Transparent Ambient Occlusion
Lighting will be computed from the environment map or background color for rays that miss geometry. Rather than treating any hit surface as fully opaque, Transparent Ambient Occlusion will attenuate the environment color by the opacity of hit surfaces resulting in a more accurate result in scenes using transparency. There is a small additional performance penalty to using this mode as opposed to plain Ambient Occlusion since shaders need to be executed on hit surfaces.
Full Irradiance
The surface color (Cf) will be computed on the hit surface by executing the surface shader. This is the most computationally intensive mode, as the hit surface must execute in full - including texture lookups and lighting. When using full irradiance, it is often beneficial to specify a global photon map that includes direct lighting - as this will prevent hit surfaces from executing all light shaders.
Sampling Quality
The number of rays to send out for irradiance/ambient occlusion.
Adaptive sampling
Turns on an automatic optimization that will reduce the number of samples when there is little variation in occlusion above the sample point. This can improve performance at the expense of some possible flickering or additional noise. Adaptive sampling will only take effect with more than 64 samples.
Maximum distance
Maximum distance from the sample point to consider geometry for irradiance/occlusion.
Environment map
If irradiance/occlusion rays miss all objects in the scene, lookup the color from this environment map rather than returning the background color. The environment map should most likely be a .rat file which was processed by the stand-alone tool isixpack.
Environment tint
Tint the environment map by this color.
Null object
This parameter refers to a null object in the scene. The null object is used to specify the orientation of the environment map (only rotations matter). If no object is specified, then the transform of the light this shader is bound to will be used to orient the environment.
Background color
If irradiance/occlusion rays miss all objects in the scene, use this color. If there is an environment map specified, then this parameter is ignored.
Photon Maps ¶
Global Map
For secondary irradiance (or primary irradiance if no ray-traced irradiance is used), this photon map will be used to estimate irradiance.
Global Sampling
How many photons to use for irradiance evaluation. When the photon map is prefiltered, normally this should be set to a small value (default 1).

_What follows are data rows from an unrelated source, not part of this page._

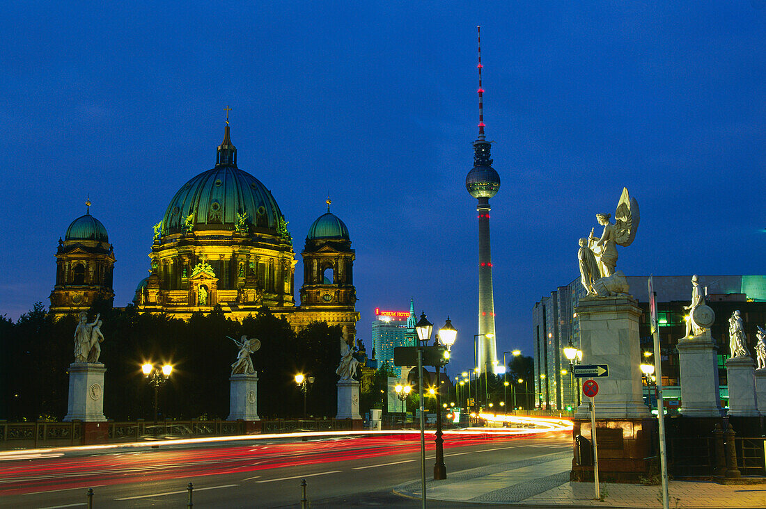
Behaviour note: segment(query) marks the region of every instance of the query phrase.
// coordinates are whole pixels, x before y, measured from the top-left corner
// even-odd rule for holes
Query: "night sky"
[[[251,3],[2,8],[0,315],[48,305],[58,238],[88,196],[128,304],[152,225],[214,165],[230,105],[239,167],[272,191],[299,259],[328,193],[348,225],[359,337],[375,307],[412,297],[437,326],[450,316],[450,370],[467,368],[477,24],[502,180],[499,353],[532,354],[533,305],[579,277],[578,239],[623,186],[641,224],[617,269],[766,270],[766,2]]]

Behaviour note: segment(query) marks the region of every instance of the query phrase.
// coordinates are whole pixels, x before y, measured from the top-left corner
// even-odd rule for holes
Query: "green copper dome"
[[[90,211],[84,216],[77,217],[67,228],[67,236],[64,240],[97,240],[109,242],[106,229],[101,221],[90,215]]]
[[[186,182],[162,217],[162,234],[205,230],[272,230],[280,234],[284,217],[271,192],[237,168],[237,149],[226,126],[215,168]]]
[[[342,239],[349,240],[349,229],[335,214],[322,214],[314,221],[311,227],[309,228],[309,234],[306,237],[306,240],[316,240],[319,239]]]

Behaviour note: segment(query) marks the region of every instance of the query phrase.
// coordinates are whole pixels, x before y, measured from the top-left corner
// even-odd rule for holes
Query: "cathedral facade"
[[[228,316],[239,320],[265,305],[284,316],[296,330],[313,321],[341,325],[351,342],[359,319],[353,284],[355,253],[348,228],[330,213],[329,205],[328,199],[327,212],[314,221],[306,238],[301,305],[297,306],[293,296],[297,261],[287,221],[271,192],[237,167],[227,122],[215,166],[182,185],[162,221],[154,226],[149,275],[138,285],[133,303],[142,312],[182,318],[219,305]],[[106,242],[106,230],[103,237]],[[64,247],[67,242],[68,231]],[[110,292],[111,265],[108,260],[100,263],[109,267],[108,276],[103,276],[108,277],[108,285],[102,291]],[[59,272],[70,266],[64,263]],[[59,295],[66,291],[59,282],[57,276],[51,311],[54,294],[58,302]],[[59,306],[57,312],[87,310],[90,305],[85,305],[85,300],[80,306]]]

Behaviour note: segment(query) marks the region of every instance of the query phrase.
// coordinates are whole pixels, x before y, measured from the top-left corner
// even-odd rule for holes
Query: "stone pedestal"
[[[758,417],[760,414],[755,403],[755,362],[749,357],[727,359],[726,377],[728,379],[728,415]]]
[[[681,413],[689,417],[720,417],[718,359],[709,332],[679,339],[679,372],[681,378]]]
[[[229,416],[227,420],[260,420],[258,416],[258,375],[231,375],[229,381]]]
[[[766,417],[766,367],[755,370],[755,400],[758,412]]]
[[[338,380],[338,415],[336,419],[362,420],[359,415],[359,383],[355,380]]]
[[[574,308],[580,320],[584,364],[607,364],[609,377],[595,378],[597,419],[650,417],[641,387],[638,318],[641,309],[630,296],[585,297]],[[584,379],[580,379],[581,382]],[[589,419],[588,398],[578,407],[576,419]]]
[[[103,374],[101,363],[73,362],[69,365],[69,404],[65,421],[100,423],[103,415]]]

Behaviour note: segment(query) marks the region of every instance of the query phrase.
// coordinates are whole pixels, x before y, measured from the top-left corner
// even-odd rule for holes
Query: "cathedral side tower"
[[[56,251],[56,285],[51,292],[51,312],[59,316],[87,311],[93,302],[112,301],[114,251],[106,229],[90,215],[72,221]]]
[[[301,253],[303,285],[300,288],[300,308],[295,317],[288,317],[288,320],[319,319],[329,325],[341,325],[344,337],[350,343],[359,319],[354,287],[355,254],[351,248],[349,229],[330,212],[330,204],[328,198],[327,212],[309,228]]]

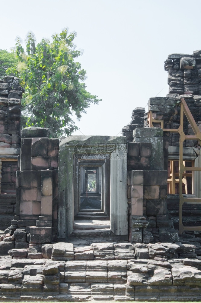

Global photon map stores direct lighting
Indicate that the photon map stores direct lighting. When evaluating irradiance, mantra will ignore any lights other than the GI light shader.
Prefiltered Global photon map
Indicates that the global photon map is prefiltered. Prefiltered photon maps require a much lower number of samples, since lighting has already been averaged during prefiltering.
Caustic Map
Specifies a map containing “specular” photons. These photons are typically the results of transmission or reflection.
Caustic Sampling
How many photons to consider when evaluating caustics.
Prefiltered Caustic photon map
Indicates that the caustic photon map is prefiltered. Prefiltered photon maps require a much lower number of samples, since lighting has already been averaged during prefiltering.